Biochar and Cropland Carbon Sink

Biochar is a solid product obtained by high-temperature anaerobic pyrolysis of biomass-based raw materials (rice husk, straw, bagasse, nut shells, coconut shells, etc.), which has a very high carbon content. In recent years, biochar technology has been widely recognised worldwide and is gradually expanding in scope, and has been officially recognised by the IPCC as an effective carbon sequestration and emission reduction technology.

Reducing Carbon Emissions from Agri-Waste: Using widely available agricultural waste as a raw material, biochar production can effectively convert this agricultural waste into stable carbon-containing material, mitigating CO2 emissions caused by incineration or decomposition.

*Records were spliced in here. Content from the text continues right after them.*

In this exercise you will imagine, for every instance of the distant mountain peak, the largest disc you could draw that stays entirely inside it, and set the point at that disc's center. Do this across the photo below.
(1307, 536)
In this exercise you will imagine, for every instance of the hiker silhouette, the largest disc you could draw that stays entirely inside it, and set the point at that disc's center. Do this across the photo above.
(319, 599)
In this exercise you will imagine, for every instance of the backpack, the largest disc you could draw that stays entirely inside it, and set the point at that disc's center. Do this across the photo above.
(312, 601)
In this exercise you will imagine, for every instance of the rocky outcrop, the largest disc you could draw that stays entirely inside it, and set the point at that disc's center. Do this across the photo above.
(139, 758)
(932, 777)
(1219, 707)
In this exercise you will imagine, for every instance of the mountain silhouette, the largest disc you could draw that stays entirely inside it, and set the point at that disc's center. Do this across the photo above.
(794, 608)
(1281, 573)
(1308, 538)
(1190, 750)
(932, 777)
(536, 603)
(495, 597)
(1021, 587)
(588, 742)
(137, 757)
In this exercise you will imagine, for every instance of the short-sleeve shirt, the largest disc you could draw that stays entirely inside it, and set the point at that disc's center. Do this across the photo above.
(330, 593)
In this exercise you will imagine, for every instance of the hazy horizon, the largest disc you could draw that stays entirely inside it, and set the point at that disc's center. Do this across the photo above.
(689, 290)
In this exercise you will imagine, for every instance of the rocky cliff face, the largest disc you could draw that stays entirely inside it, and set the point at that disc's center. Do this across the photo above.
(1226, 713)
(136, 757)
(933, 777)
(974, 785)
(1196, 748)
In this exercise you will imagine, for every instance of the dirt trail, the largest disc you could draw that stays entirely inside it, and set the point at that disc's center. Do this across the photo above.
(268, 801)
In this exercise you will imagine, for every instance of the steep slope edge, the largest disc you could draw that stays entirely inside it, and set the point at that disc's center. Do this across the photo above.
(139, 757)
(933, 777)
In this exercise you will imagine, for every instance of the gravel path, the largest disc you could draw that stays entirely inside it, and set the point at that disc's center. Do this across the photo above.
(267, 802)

Promote Soil Carbon Sequestration: Biochar is highly carbonaceous and stable, and adding it to arable land is a process of carbon sequestration. Moreover, the porous structure of biochar facilitates the growth and development of crop roots, improves the soil environment and the provision of nutrients, which in turn improves crop yields and quality, and optimises farming practices and arable land structure.

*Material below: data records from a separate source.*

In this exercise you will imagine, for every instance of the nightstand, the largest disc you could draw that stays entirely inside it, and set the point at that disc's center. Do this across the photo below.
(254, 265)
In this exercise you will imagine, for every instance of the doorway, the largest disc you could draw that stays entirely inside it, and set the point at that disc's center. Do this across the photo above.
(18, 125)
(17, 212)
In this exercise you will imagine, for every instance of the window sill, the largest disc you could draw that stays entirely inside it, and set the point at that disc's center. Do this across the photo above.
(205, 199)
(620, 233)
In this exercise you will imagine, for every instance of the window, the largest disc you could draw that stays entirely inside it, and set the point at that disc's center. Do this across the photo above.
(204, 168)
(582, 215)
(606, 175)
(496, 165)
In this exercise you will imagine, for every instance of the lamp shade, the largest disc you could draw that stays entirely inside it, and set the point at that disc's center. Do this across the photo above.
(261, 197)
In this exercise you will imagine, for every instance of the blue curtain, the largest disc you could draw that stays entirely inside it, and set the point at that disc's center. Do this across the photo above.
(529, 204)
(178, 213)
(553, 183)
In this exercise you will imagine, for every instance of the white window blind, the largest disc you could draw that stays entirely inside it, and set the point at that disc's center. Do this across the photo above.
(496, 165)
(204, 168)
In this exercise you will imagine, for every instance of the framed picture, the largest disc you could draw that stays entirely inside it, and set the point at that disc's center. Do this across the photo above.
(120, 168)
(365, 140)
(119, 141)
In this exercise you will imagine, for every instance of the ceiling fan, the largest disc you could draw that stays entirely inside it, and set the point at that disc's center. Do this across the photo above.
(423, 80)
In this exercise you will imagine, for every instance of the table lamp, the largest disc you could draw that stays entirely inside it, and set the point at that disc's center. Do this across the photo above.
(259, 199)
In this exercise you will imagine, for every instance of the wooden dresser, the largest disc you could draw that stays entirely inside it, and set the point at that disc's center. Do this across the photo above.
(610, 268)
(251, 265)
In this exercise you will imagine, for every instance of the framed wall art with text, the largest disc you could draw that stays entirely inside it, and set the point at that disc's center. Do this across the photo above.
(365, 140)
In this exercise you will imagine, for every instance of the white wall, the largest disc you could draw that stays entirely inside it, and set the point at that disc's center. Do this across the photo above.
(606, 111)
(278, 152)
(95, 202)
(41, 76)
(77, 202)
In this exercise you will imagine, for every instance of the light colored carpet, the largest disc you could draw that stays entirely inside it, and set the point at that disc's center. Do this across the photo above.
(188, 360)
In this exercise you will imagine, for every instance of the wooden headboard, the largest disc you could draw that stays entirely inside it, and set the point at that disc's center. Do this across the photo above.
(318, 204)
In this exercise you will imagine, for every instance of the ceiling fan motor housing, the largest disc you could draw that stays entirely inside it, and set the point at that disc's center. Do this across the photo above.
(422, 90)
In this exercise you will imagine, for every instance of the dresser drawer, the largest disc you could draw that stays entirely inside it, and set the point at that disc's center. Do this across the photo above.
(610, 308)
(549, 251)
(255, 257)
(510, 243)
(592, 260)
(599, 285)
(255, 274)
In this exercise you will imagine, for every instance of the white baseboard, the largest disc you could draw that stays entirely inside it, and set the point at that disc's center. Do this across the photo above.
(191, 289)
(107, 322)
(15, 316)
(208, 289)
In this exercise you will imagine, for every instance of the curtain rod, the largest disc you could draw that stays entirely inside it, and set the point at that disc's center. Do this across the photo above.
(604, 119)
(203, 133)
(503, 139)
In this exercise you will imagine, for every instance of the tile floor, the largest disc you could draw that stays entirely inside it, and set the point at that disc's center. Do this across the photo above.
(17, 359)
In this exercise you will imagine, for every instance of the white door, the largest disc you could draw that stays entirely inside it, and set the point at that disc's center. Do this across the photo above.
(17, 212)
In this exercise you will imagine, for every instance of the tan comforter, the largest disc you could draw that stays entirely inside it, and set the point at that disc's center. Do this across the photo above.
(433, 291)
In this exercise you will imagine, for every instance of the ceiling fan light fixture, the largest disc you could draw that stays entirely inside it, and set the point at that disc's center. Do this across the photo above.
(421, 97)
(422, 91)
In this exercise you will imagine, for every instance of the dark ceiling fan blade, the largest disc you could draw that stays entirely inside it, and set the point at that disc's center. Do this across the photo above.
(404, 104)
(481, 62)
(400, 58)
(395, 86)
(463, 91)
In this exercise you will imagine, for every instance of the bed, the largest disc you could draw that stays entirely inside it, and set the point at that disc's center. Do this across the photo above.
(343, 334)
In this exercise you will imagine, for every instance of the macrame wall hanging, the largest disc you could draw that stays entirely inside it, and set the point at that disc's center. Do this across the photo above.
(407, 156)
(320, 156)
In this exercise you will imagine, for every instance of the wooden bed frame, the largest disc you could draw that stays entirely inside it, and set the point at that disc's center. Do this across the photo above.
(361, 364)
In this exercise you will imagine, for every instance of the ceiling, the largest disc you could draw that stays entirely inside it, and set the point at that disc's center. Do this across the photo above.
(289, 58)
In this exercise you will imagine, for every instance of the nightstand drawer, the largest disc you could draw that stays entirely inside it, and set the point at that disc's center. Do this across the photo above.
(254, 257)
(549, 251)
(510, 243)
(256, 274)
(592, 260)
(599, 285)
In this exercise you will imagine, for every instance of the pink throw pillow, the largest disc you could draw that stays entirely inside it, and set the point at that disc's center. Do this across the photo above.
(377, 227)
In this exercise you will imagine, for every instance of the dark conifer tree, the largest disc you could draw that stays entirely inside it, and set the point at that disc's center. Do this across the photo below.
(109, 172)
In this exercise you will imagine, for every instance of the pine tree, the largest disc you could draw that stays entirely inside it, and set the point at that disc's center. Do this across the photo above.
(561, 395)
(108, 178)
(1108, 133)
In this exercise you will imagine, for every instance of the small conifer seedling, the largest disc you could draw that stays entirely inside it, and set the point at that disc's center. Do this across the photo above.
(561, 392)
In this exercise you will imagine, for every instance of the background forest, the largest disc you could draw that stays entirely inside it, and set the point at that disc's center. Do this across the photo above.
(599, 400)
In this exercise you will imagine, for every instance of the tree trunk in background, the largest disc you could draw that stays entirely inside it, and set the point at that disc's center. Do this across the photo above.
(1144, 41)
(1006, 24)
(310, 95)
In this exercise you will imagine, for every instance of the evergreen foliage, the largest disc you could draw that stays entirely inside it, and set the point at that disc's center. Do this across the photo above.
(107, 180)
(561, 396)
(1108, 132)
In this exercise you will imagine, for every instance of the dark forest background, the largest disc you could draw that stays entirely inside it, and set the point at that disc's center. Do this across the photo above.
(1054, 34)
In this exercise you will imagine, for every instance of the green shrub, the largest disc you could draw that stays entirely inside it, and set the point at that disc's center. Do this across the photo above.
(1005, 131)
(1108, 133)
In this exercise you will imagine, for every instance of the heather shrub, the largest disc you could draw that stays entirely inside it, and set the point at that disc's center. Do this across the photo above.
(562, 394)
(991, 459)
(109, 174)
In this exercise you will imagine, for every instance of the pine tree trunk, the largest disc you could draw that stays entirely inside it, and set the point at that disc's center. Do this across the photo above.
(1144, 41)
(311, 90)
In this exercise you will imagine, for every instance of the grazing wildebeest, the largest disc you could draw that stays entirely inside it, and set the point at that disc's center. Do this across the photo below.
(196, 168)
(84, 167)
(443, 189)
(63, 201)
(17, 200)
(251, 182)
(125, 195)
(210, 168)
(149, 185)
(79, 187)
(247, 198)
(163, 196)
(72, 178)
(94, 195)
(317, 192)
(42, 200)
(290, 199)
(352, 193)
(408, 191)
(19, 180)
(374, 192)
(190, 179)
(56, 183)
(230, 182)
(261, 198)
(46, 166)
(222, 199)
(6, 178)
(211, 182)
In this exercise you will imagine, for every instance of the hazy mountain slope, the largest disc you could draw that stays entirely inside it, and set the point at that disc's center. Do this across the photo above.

Extremely Environmentally Friendly: During the production of biochar, we do not use additional fossil fuels except for the initial ignition start-up. In addition, during the biomass pyrolysis process, a large amount of syngas and heat is generated, which can be collected and used to generate electricity or to hot water boilers or drying ovens. This also reduces the use of fossil fuels to a certain extent and reduces CO2 emissions.